Ford’s Flat Rock Assembly will soon add manufacturing space. Earlier this month, the automaker said it will invest $700 million in order to build autonomous and electric vehicles along with the Mustang and Continental. The expansion will create 700 direct new jobs, according to the automaker. That expansion will almost surely result in the need for more industrial space by auto suppliers in the future, analysts said.

The Hearn facility, a 108,000-square-foot building, is an example of how the auto industry is driving the big demand for industrial space in the area. Back in 2009, U.S. auto sales nosedived to 10.4 million for the year, the lowest level in 27 years and pushing some automakers to the verge of collapse. The vacancy rate back then for area industrial space hovered around 16 to 18 percent, various reports show. The auto industry has rebounded strongly since then. Last year, Americans bought 17.55 million cars and trucks, breaking the sales record set in 2015.

Another major reason is the rise of online shopping. The trend is causing mass closures of stores for many national retailers, including Kmart and Macy’s.
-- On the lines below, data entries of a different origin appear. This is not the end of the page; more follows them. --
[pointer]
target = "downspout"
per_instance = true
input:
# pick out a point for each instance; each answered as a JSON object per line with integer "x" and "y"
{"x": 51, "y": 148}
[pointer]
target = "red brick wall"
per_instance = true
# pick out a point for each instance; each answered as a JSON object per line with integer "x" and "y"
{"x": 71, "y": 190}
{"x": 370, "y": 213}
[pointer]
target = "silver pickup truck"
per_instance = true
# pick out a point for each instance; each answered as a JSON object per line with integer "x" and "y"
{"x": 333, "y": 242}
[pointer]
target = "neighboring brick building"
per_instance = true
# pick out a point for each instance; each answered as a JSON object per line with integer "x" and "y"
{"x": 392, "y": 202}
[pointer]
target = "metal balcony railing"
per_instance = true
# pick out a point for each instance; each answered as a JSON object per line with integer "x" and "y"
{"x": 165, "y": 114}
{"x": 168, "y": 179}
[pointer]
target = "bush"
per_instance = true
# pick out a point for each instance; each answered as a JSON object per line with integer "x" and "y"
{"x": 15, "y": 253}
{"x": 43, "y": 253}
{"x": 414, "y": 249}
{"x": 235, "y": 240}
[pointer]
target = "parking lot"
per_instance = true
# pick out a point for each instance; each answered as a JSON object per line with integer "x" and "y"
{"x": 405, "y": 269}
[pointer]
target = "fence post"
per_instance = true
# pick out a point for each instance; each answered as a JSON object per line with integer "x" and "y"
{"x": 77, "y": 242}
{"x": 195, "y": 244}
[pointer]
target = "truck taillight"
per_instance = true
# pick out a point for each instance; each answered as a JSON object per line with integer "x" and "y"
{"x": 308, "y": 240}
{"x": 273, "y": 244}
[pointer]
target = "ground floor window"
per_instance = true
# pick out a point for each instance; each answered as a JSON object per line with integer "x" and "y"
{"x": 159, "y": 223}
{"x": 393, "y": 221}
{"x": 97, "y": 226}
As a result, , many shopping malls are in financial trouble. It also means there’s been a series of new facilities being built now that will act as distribution and logistic facilities that will handle the various merchandise bought online. The latest example was the December announcement by online retail giant Amazon that it will build a new $90 million, 1 million-square-foot “fulfillment center” in Livonia, which will eventually employe 1,000.

Another example is FedEx Corp, the freight transportation company. It’s building a 300,000-square-foot distribution center in Oak Park at 24760 Greenfield, which is the site of the former Detroit Artillery Armory. FedEx is also reportedly interested in building another facility in Sterling Heights.

Not surprisingly, the high demand for industrial space is driving new construction.

By the end of this year, at least 33 additional additional facilities will be added to the market, totaling another 5.8 million square feet, said John DeGroot, research manager for Newmark Grubb Knight Frank. “In matter a four years, will have seen 60 buildings constructed. We haven’t seen that in recent history.”

The low vacancy rates show that new construction is not keeping up with demand, analysts contend. That’s due to making the financing work to build new facilities, which is still a major challenge, according to analysts.

Whether there will be more new facilities built is a big question for this year.

“Everyone is trying to figure out if the market has peaked or not,” said analyst DeGroot.